Wednesday, June 08, 2011

Raillery

Being as I don't drive, you'd think I'd be a huge proponent of public transit. And I am. But the way my city is going about modernizing its system is, quite frankly, making me ill.

Trying to make this short and sweet. I live towards the northern end of one city that goes by three names. Depending on where you are, this place is called Waterloo, Kitchener, or Cambridge. The latter is itself comprised of Preston, Galt, and Hespeler.
Kitchener and Waterloo are one city...just remember that if you say so to somebody from Waterloo, you'd best be running backwards as the words escape your mouth. Waterlooers are kind of snotty that way: there's a $5o-100K location premium for houses at this end of town. But seriously, if you took the signs down, somebody from away would have a hell of a time telling you where one city ends and another begins. Cambridge is somewhat distinct, but tendrils of Kitchener and Cambridge have met each other and begun entwining in conurban bliss.
Like Topsy, this place just growed. For a long time through the eighties it was the fastest growing region in Canada, and it's up there again thanks to a serious infusion of tech companies. (RIM's head office is about a seven minute walk from my front door.) The streets are crazily confusing to an outsider. The two main drags in K-W run north, south, east and west: 256 King Street could be any of four locations (or two on the completely unrelated King Street in Cambridge). Moreover, King and Weber parallel each other through Kitchener and Waterloo, but your fifth grade math teacher would be horrified: these parallel lines cross. Three times.
So we have K-W in the north, aligned largely (but by no means exclusively) north-south, and Cambridge in the south, aligned somewhat east-west. Clear? Yeah. As mud.

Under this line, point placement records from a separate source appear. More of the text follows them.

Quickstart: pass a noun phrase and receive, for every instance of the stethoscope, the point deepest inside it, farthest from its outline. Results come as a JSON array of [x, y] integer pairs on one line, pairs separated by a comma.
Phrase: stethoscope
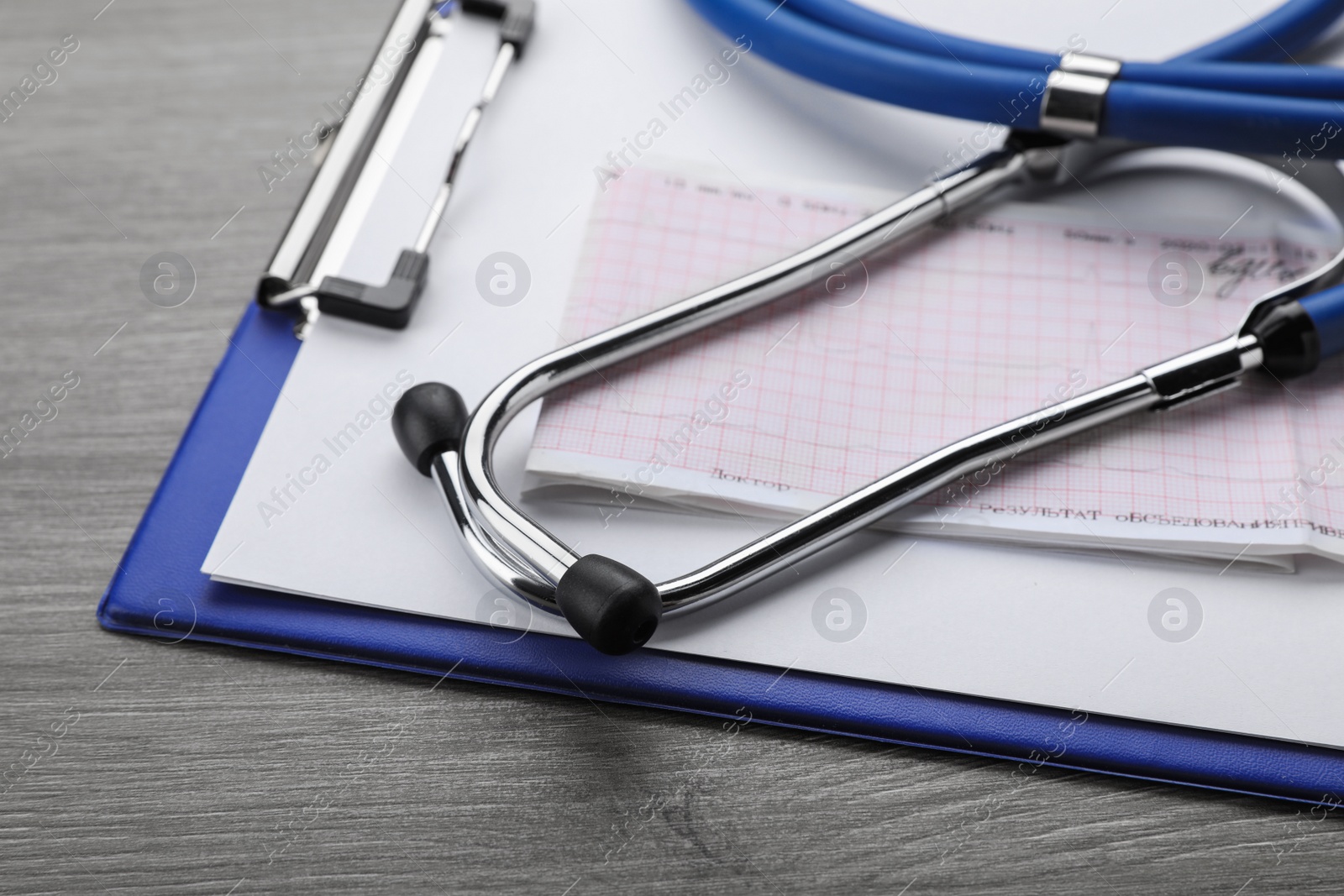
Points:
[[1206, 98]]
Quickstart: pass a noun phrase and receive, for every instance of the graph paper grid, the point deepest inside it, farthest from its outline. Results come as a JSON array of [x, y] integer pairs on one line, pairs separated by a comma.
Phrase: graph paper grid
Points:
[[987, 317]]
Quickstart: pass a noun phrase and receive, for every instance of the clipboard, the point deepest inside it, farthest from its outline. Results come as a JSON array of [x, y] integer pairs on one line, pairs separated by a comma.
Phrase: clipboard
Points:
[[159, 591]]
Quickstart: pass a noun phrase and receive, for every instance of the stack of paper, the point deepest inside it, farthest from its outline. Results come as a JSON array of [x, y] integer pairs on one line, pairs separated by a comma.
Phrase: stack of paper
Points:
[[991, 316]]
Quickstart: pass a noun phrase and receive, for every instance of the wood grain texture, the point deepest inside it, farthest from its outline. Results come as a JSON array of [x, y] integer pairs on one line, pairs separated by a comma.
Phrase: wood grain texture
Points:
[[198, 768]]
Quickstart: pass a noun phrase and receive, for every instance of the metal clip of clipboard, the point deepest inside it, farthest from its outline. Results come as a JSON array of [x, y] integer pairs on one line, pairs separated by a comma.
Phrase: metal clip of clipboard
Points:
[[299, 275]]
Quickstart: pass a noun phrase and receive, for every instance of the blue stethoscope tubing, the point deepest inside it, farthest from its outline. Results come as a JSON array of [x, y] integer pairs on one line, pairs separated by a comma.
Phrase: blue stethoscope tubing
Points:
[[1241, 93], [1229, 94]]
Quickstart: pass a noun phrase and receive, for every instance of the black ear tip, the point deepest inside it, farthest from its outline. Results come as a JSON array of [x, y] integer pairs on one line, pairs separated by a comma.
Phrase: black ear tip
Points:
[[612, 606], [428, 421]]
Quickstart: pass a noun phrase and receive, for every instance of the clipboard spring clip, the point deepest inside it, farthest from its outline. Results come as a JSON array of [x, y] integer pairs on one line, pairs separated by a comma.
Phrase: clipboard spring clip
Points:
[[299, 261]]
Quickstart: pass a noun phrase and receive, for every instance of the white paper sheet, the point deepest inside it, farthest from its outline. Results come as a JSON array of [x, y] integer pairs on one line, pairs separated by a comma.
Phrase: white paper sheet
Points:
[[1019, 625]]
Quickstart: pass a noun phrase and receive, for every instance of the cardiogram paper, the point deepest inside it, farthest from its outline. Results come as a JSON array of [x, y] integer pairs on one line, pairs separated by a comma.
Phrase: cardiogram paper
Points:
[[994, 315]]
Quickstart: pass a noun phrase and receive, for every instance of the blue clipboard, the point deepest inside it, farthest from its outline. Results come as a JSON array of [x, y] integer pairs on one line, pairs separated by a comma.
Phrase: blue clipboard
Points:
[[160, 591]]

Connecting this urban area via public transit is something of a challenge. To date, the best they have done is something they've dubbed the 'iXpress', which takes 75 minutes to get from north Waterloo to downtown Cambridge. This is more than twice as long as the trip takes by car...which is why public transit will never supplant the private automobile.

Enter light rail.

I have never in all my life seen a controversy rage in the newspaper half as long as this one has. The letters page has been thoroughly dominated for years now by zealots arguing for LRT and zealots arguing against it. Every possible argument pro or con has been repeatedly advanced and cut to shreds. It's an abortion-level controversy, by which I mean nearly everyone's minds have been SET as if in cement, one way or the other.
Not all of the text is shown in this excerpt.